公家物語(17)

なぜ自民党の政権が続くのか?…この問いは長い間いろいろな人々が言ってきていることだと思う。一時的に政権が変わったり連立の相手が違ったりすることはあっても、おおよそは自民党が中心の政権であり、基本的には自民党の単独与党、ほかの勢力は万年野党というのはコンセンサスを認められた感覚ではないかと思う。
自民党政権が長期間続いている理由については、これまた多くの専門家やメディアが言っていることだろうがーなんだかんだ言っても、やはり自由が守られやすいという感覚があるからじゃないかとか、資本主義の経済を全面的には支持は出来なくても、へたに社会主義になると抑圧的な窮屈な社会にならないか不安であるとか、戦後の成り行きでアメリカ側についているほうか、全体的にみれば無難に安全にやっていけるのだろうとか、いろいろ問題を批判されながらも、あれこれつじつまを合わせながら、けっきょく、なんとか切り抜けているではないか、だから余程のことがなければ「自民党でいいではないか」という自民党政権の存在じたいが既成事実のように認知されているからだとか、それらに加えて本当に信頼できる野党がないからだとか…ここに挙げた理由は、みなそれぞれにある程度うなずくことができるだろうし、少なくとも真っ向から説得力をもって反論も難しいのだと思う。

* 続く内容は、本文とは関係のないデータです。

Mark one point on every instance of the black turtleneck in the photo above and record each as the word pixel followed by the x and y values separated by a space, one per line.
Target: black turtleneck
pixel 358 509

公家はそこで思った。ーもし仮に自民党以外の野党政権がーしかもそれが、たんに数合わせや一時的な僥倖(ぎょうこう=たまたま運がよかったとか、そのときの勢いに乗ってとか)ではなくて、長期的なものであるためには、よほど世の中の根本からの変革を多数の国民が求めて、しかもそれが具体的な政策として圧倒的な支持が得られた場合であろうと。
つまり自民党政権とは「そう悪くはない」という「すごくいいとは言えないが」しかし「ひどく悪いわけでもない」という既成概念の上に成り立っているのだと思う。ーだから「どうしても自民党ではダメだ」という状態で人々の意識もそう思わないかぎり、自民党政権が続くのであろうと思う。
ーまあ、王朝時代の貴族政治もそんなもんだったろうな…公家はベッドにごろんと横たわって呟いた。
自民党というのは、日本の総体なのだろう。もちろん自民党政治に反対する人々はいる。その数も決して少ないわけではない。また同じ反対の理由も様々で、真逆の理由から、自民党を中心にした政権、政府、国家の在り方の根本から具体的な諸政策などに反対する人々がいる。それらの人々や状況を含めて、結果的には、まあ自民党が支持されているということなのだろう。
ーははん、要するに日本には、ひとつの政党しかないんだな。公家は、昼間スーパーで買った「マシロン」という変な名前の菓子を口に頬張りながら思った。ぐんにゃりとした柔らかいマシマロの中にバタークリームが入っているヘンな味の菓子だった。
もちろん日本には多数の政党とか政治団体とかがある。しかし実際には、それらは政党というより「派閥」のようなものなのかもしれない。それは財界や労組などの利害関係の集団かもしれない。自由主義とかマルクス主義とかエコロジーなど、思想とかイデオロギーによるものかもしれない。高齢化社会とかジェンダーあるいは外国人や障害者といった社会集団やまた個人の立場などからくる問題意識のことかもしれない。そういった利害や思想や政策の相違などから、それらの全体を或いは部分を、ある程度に吸収して政党などの政治集団が生まれる。自民党は、日本という社会全体のなかでの、そのとくに政治的なことでの最大派閥なのだといえる。
自民党政権・政府、自民党の政治は、それは日本の、あるいは日本人の総体だといえる。それ相当の反対意見や反対勢力を含んだ上での「総意」なのだ。それは当然に、自民党自民党政権を覆(くつがえ)す可能性を持っている上でのことだ。
自民党政権とは、理想を一段なり二段なり、ある程度「理想を引き下げた」姿ではないかと、そんなふうに公家は思った。福祉や人権ということが必要であるのは充分に、とまでは言えないとしても、とくにこれからの社会で大切なことは自己のこととしても理念的にも判ってはいるつもりだ。だが同時に、経済効果や効率、外国との競争力などといっ た問題も気になる。安保も軍隊も米軍基地もないほうが、ほんとうはいいのかもしれない。そうはいっても、周辺に大国同士がせめぎあい、不安がないといったら、それは嘘になるだろう。要するに「ほんとうは、もっとこうしたほうがいいのかもしれないが」と思わない訳…それは「大変だ」「不安もある」「その勇気もない」「そこまでは思い切れない」「めんどくさい」「そのためには、リスクや苦労も背負わなければならない」…等々…そこまでは踏み込めない、そういうホンネの都合のいいところで落ち着く。それが自民党なのかもしれない。
公家はにわかに眠気におそわれた。公家はいつのまにか眠っていた。